Question

The direction cosine of the two lines are determined by the relations $l-5m+3n=0$ and $7l^2+5m^2-3n^2=0$.Find the solution.

Answer 1

It is given that,

$l-5m+3n=0$

$l=5m-3n$

And,

$7l^2+5m^2-3n^2=0$

$7{\left(5m-3n\right)}^2+5m^2-3n^2=0$

$7\left(25m^2+9n^2-30mn\right)+5m^2-3n^2=0$

$180m^2+60n^2-210mn=0$

$6m^2+2n^2-7mn=0$

$6m^2-4mn-3mn+2n^2=0$

$2m\left(3m-2n\right)-n\left(3m-2n\right)=0$

$\left(2m-n\right)\left(3m-2n\right)=0$

$2m-n=0$

$m=\frac{n}{2}$

And,

$3m-2n=0$

$m=\frac{2}{3}n$

So, when $m=\frac{n}{2}$, then, $n=2m$,

$l=5m-3\left(2m\right)$

$l=5m-6m$

$l=-m$

$\frac{l}{-1}=\frac{m}{1}$

And since $\frac{m}{1}=\frac{n}{2}$, so,

$\frac{l}{-1}=\frac{m}{1}=\frac{n}{2}$

The direction cosines will be,

$\frac{l}{\sqrt{l^2+m^2+n^2}}=\frac{-1}{\sqrt{{\left(-1\right)}^2+{\left(1\right)}^2+{\left(2\right)}^2}}$

$=-\frac{1}{\sqrt{6}}$

$\frac{m}{\sqrt{l^2+m^2+n^2}}=\frac{1}{\sqrt{{\left(-1\right)}^2+{\left(1\right)}^2+{\left(2\right)}^2}}$

$=\frac{1}{\sqrt{6}}$

$\frac{n}{\sqrt{l^2+m^2+n^2}}=\frac{2}{\sqrt{{\left(-1\right)}^2+{\left(1\right)}^2+{\left(2\right)}^2}}$

$=\frac{2}{\sqrt{6}}$

Thus, direction cosines is $-\frac{1}{\sqrt{6}},\frac{1}{\sqrt{6}},\frac{2}{\sqrt{6}}$.

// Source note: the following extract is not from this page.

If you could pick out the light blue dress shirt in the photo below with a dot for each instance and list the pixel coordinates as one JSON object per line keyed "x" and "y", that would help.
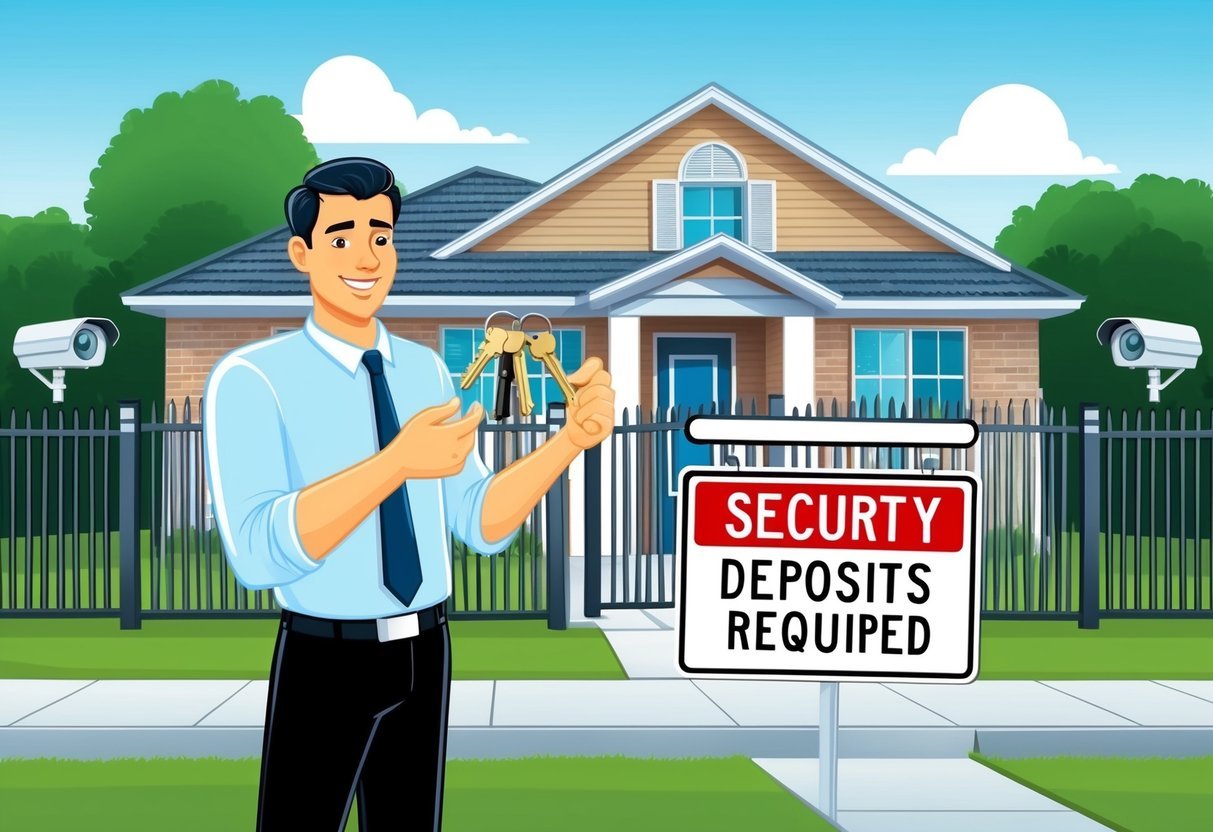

When, $m=\frac{2}{3}n$, then, $n=\frac{3}{2}m$,

$l=5m-3\left(\frac{3}{2}m\right)$

$l=5m-\frac{9}{2}m$

$l=\frac{m}{2}$

$\frac{l}{1}=\frac{m}{2}$

And since $\frac{m}{1}=\frac{2n}{3}$, then $\frac{m}{2}=\frac{n}{3}$, so,

$\frac{l}{1}=\frac{m}{2}=\frac{n}{3}$

The direction cosines will be,

$\frac{l}{\sqrt{l^2+m^2+n^2}}=\frac{1}{\sqrt{{\left(1\right)}^2+{\left(2\right)}^2+{\left(3\right)}^2}}$

$=\frac{1}{\sqrt{14}}$

$\frac{m}{\sqrt{l^2+m^2+n^2}}=\frac{2}{\sqrt{{\left(1\right)}^2+{\left(2\right)}^2+{\left(3\right)}^2}}$

$=\frac{2}{\sqrt{14}}$

$\frac{n}{\sqrt{l^2+m^2+n^2}}=\frac{3}{\sqrt{{\left(1\right)}^2+{\left(2\right)}^2+{\left(3\right)}^2}}$

$=\frac{3}{\sqrt{14}}$

Thus, direction cosines is $\frac{1}{\sqrt{14}},\frac{2}{\sqrt{14}},\frac{3}{\sqrt{14}}$.